Most training of this sort aims at making sure that business continues as usual. However, mixing forms of training from one branch of learning with another is also the basis for novelty, for extending experience, endurance, perception. Historians of science have studied how new laboratory apparatus produces new objects and new relations, manifesting latencies and virtualities, stabilizing phenomena. Likewise, new self-disciplines can tap into, redirect, and transform what the philosopher William James called “the energies of men. Thus, “wisdom techniques” calls to mind techniques of transformation and discovery not only in the external world but also in the internal world. This therefore means openness to older, often forgotten forms of knowledge, which fall into categories that may seem a long way from “global warming” and “environmental change”: these include self-help, spiritual practice, and religion.
It is reasonable at this point to wonder what exactly a history and speculative exploration of bodily and mental practices have to do with the Anthropocene? Why this line of thinking, when what we need are concrete technical innovations ‒ or new forms of aesthetic representation ‒ or political strategies to allow experts, citizens, and even polluted oceans, disappearing species, and shrinking ice caps, to be heard above the usual clamor over national security and monetary profits?
Of course, we do need to work on technical and scientific, artistic, and political forms to address the environmental breakdown caused by runaway consumption. Nonetheless, the Anthropocene names a situation so multifaceted, fast-changing, and unpredictable that the usual forms of problem-solving and expert advice are insufficient. The roots of the situation lie beyond the domains of the natural sciences: they can be found at the level of human political and economic organization, but even more fundamentally, in the habits of thought, feeling, and action, in imaginations, cravings, commitments, attitudes, relationships with nature, views of the good life, and of what’s possible.

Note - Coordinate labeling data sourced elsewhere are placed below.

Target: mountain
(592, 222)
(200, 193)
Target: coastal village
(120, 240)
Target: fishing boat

There cannot be a single solution for a “super wicked problem” like this. Instead, the question is how each of us, caught in the groove of our own training and experience, can deviate from our usual track sufficiently in order to hear and build upon the message coming from another track, or perhaps forge a new one.
Additionally, we need new ways of sensing the relationships we already hold, yet which remain invisible or outside our consciousness. These are the relationships, for example, between staying in the dark or switching on a light, driving or taking public transportation, relationships between our desire for comfort for ourselves and our families and friends, and the production of greenhouse gases and the filling up of the landfills.
But awareness of these relationships often takes place at a level prior to representations ‒ whether arguments, facts, or even striking artistic realizations: instead, now, it’s at a level of sensing invisible connections, learning to register their impact without words, even without symbols. Perhaps they even require new senses and modes of attunement.
The question is how to sink new perceptions and attunements into the body and the mind and make them hold. An essential point about disciplines and anthropotechniques is that they are not a one-time thing, not a single event: they are long-term, even a life-long training, with heavy demands on personal time and patience. They are about testing—as in Benedict Spinoza’s phrase—what a body can do What happens if we repeat this phrase, if we maintain this pose, if we pay attention to our breathing, and quiet our thoughts; what if we visualize this form for just a little longer? What experience awaits us, what new way of being? What new flexibility or sensitivity becomes possible after repeating these courses of training, after making them daily habits?
Such techniques pass outside or beyond the communication of facts ‒ possibly even beyond practical skill, or even prudence and phronesis. These techniques are about knowing with expanded and deepened senses—some of which may be beyond the verifiably biophysical. They may involve knowing not just what to do and say, but how to refrain from action, when and how to remain silent, how to weigh different ways of knowing, and adapt them to shifting demands. They may even help develop something like the “wisdom” in this contribution’s title. This may seem like a new way of talking about science, technology, art, and religion but, actually, it is also among the oldest.